You’ll be able to switch any variable-rate loans you have to a fixed interest rate
I LOVE fixed interest rates :) No possibility of it ever increasing on you!
Because a Direct Consolidation loan is considered a brand new loan, it restarts the clock on deferments and forbearance for up to 3 years.
May be a safe-haven for someone with a financial hardship to extend not having a required monthly payment without a negative effect on credit.
On the other side of the table, there are some serious drawbacks to consolidation that should be considered before pulling the trigger:
If you’re paying your current loans under an income-driven repayment plan, or if you’ve made qualifying payments toward Loan Forgiveness, consolidating your current loans will cause you to lose credit for any payments made toward an income-driven plan’s maximum repayment period or Public Service Loan Forgiveness (PSLF).

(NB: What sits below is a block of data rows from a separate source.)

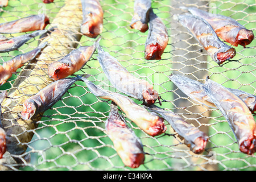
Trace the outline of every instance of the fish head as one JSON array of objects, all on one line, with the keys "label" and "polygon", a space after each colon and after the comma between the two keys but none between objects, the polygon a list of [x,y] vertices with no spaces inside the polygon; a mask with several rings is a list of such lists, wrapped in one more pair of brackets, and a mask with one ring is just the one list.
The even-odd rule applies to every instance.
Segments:
[{"label": "fish head", "polygon": [[245,48],[245,46],[250,44],[254,39],[254,35],[251,30],[243,28],[237,34],[237,39],[238,44]]},{"label": "fish head", "polygon": [[142,93],[143,101],[147,105],[151,105],[155,102],[159,98],[159,96],[156,90],[152,88],[149,88]]},{"label": "fish head", "polygon": [[23,104],[23,110],[21,113],[24,120],[31,119],[38,113],[38,105],[32,100],[28,99]]},{"label": "fish head", "polygon": [[72,69],[68,65],[59,61],[53,62],[48,68],[48,75],[54,80],[58,80],[72,75]]},{"label": "fish head", "polygon": [[236,51],[233,47],[225,52],[220,52],[217,54],[217,59],[218,65],[221,65],[225,60],[232,59],[236,56]]}]

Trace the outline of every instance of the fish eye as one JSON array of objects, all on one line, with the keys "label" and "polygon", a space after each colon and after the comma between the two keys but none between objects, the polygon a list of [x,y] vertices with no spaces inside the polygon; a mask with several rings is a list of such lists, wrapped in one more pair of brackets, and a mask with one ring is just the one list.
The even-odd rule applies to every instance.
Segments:
[{"label": "fish eye", "polygon": [[55,70],[55,72],[54,72],[54,73],[57,74],[60,71],[60,69],[57,69],[56,70]]}]

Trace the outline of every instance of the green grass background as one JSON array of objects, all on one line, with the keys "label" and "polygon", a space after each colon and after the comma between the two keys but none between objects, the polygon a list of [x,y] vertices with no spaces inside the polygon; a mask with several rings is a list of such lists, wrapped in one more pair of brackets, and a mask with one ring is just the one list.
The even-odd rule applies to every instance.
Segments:
[{"label": "green grass background", "polygon": [[[129,27],[133,13],[133,1],[104,0],[101,1],[104,10],[104,31],[100,42],[105,51],[116,57],[122,64],[137,77],[148,80],[154,84],[165,100],[171,101],[170,90],[172,86],[167,76],[172,73],[172,55],[173,47],[169,44],[162,56],[162,60],[150,61],[143,57],[144,43],[147,34],[143,34]],[[44,5],[40,1],[10,1],[9,5],[2,8],[0,13],[1,22],[5,22],[28,15],[35,14],[46,7],[46,13],[52,20],[63,1],[55,1],[54,3]],[[255,1],[212,1],[213,8],[216,7],[217,13],[230,16],[238,20],[248,29],[256,33],[256,5]],[[152,3],[155,13],[166,25],[169,35],[171,35],[170,23],[172,14],[170,1],[155,1]],[[94,39],[83,36],[82,46],[91,44]],[[36,46],[37,43],[31,40],[23,46],[19,51],[1,53],[2,61],[26,52]],[[210,58],[208,71],[210,78],[223,85],[237,88],[255,94],[255,40],[250,48],[236,48],[236,59],[242,58],[240,62],[232,62],[223,67],[217,66]],[[87,73],[93,76],[91,80],[96,84],[106,86],[111,85],[102,72],[95,54],[82,70],[76,74]],[[20,69],[19,69],[20,70]],[[16,75],[9,80],[14,80]],[[29,143],[26,153],[31,156],[31,163],[22,170],[90,170],[131,169],[123,164],[112,146],[112,142],[104,133],[104,121],[108,115],[109,102],[99,100],[88,92],[85,84],[79,81],[67,93],[61,101],[52,109],[44,113],[44,117],[35,131],[32,141]],[[11,87],[7,82],[1,90]],[[117,91],[113,87],[112,91]],[[140,104],[141,102],[134,100]],[[163,107],[173,109],[170,102],[164,102]],[[247,156],[239,152],[234,135],[228,123],[218,111],[212,112],[212,119],[209,123],[210,136],[210,148],[216,152],[219,169],[255,170],[255,156]],[[175,150],[176,140],[173,136],[148,137],[138,129],[136,125],[127,121],[137,136],[141,138],[147,155],[145,165],[133,170],[200,169],[200,164],[190,160],[188,150],[183,152]],[[167,125],[168,131],[171,131]],[[176,142],[174,142],[176,141]],[[180,154],[180,155],[179,155]],[[209,158],[207,153],[199,157],[196,163],[203,163],[204,156]],[[248,167],[254,165],[253,167]]]}]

This is one of the main reasons why you would NOT want to Consolidate… If you have years under your belt going towards any kind of forgiveness timeline (PSLF or max-repayment periods), Consolidation restarts your clock at year 1. Sometimes it can still make sense for someone to Consolidate if they have some years banked - it just depends on their income trajectory and the rest of their plan.
Another common misconception is that you can Consolidate your loans to make you eligible for PAYE if you had outstanding loans prior to 10/1/2007 - this is false. Your original loan date does not change.
Interest is capitalized (accrued interest is added to principal).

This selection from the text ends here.